A Do-It-Yourself Archival Test shows how harmful OBA’s are
I did this test at home in one week. It’s incredible to see how OBA’s can degrade this quickly.
OK, I know what you’re thinking. “What happens if I try this test with a different archival print varnish?” We’ve tested them all. Clearstar, Premier, Hahnemuehle, etc. The results are the same – no archival print varnish can stop the degradation of OBA’s in canvases where they are present..
Archival Testing professionals advise against the use of OBA’s
The Wilhelm Research Institute, one of the traditional authorities on print permanence, was among the first to stipulate that “When long-term image permanence is an important consideration – or may eventually become an important consideration – fluorescent brighteners should be avoided.” Wilhelm Article When you look at the results of my Do-It-Yourself Archival Test, this conclusion isn’t very surprising.
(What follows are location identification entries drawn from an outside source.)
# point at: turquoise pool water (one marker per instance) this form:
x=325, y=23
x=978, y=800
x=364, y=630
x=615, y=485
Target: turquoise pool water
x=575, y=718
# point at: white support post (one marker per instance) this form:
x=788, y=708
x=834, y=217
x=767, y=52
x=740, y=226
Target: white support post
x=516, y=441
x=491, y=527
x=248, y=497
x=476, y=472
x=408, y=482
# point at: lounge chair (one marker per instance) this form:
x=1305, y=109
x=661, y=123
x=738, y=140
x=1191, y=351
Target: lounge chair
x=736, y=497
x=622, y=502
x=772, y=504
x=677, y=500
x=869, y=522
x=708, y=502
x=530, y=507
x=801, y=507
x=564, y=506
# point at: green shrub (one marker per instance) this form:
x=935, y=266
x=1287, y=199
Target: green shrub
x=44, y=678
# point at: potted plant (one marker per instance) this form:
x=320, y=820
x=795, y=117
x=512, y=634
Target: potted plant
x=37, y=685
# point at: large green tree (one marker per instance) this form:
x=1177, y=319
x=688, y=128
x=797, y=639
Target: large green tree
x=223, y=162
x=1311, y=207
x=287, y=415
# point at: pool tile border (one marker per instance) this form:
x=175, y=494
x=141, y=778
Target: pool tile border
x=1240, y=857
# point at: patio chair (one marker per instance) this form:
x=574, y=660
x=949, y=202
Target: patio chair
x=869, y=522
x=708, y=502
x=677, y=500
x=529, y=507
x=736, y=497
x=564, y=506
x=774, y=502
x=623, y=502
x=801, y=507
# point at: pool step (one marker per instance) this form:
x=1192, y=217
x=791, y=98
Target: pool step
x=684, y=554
Here’s more supportive data you might want to read from Aardenburg Imaging and Archives.
OK for Décor, not OK for Fine Art
If long term image permanence is not an issue for you, of course OBA’s are ok. If your prints aren’t going to be directly or indirectly receiving exposure to sunlight, OBA’s are probably ok. Even with low to moderate exposure to indirect sunlight, your prints may not noticeably shift in color over the lifespan of their intended use, say 5-10 years. Frankly neither I, nor anyone else can definitively state how long a canvas print will last if it contains OBA’s.
Therefore my position is that OBA’s can be safe when the application is décor (lower priced prints, not intended to last, no implied warranty) whereas OBA-free is most appropriate for fine art (high priced prints, intended to last, when there is an implied warranty).
It’s called being responsible
Why did we spend the money and resources to develop the first OBA-free canvas in 2005? Why do we advise our customers to avoid OBA’s when long term image permanence is desired? Why am I taking the time to write this? Because it’s the responsible thing to do. I don’t want any of our customers to be at risk of a lawsuit or some other huge problem because they were misinformed or not informed at all. I believe we have a responsibility to inform our customers of all the pros and cons, and let them decide on their own.
We’re not the only ones
Although we were the first to release an OBA-free canvas in 2005, we’re not the only ones who offer an OBA-free canvas. Today, there are other options out there. Therefore I’m not advocating that you use any specific product, such as ours, or that we’re the only option.
We weren’t the first to release an OBA-free fine art paper either, Epson was. With the advice of archival testing institutions and professional photographers, Epson delivered the “Ultrasmooth Fine Art Paper” in 2003. We applaud Epson for this valuable contribution to the industry.
I encourage you to try my Do-It-Yourself Archival Test on your own. The truth is, you don’t need an institution to tell you what will last and what will not. You certainly don’t need me for this either! In a matter of one week you can see it for yourself. Try out some different canvas options, with and without OBA’s. Try different varnishes. Try some fine art papers and décor art papers. Test them behind UV protective glass, and without protection. Have some fun with it. In each test, include a product claimed to last 100-200 years by an accredited institution to use as your benchmark. See just how the other untested or invalidated products stack up against it. You won’t believe what you find.
Empowered with accurate and truthful information, you can make the choices that are best suited for your business. I hope this article has encouraged you to take control of your own quality and discover your own truths about the products you are offering your customers.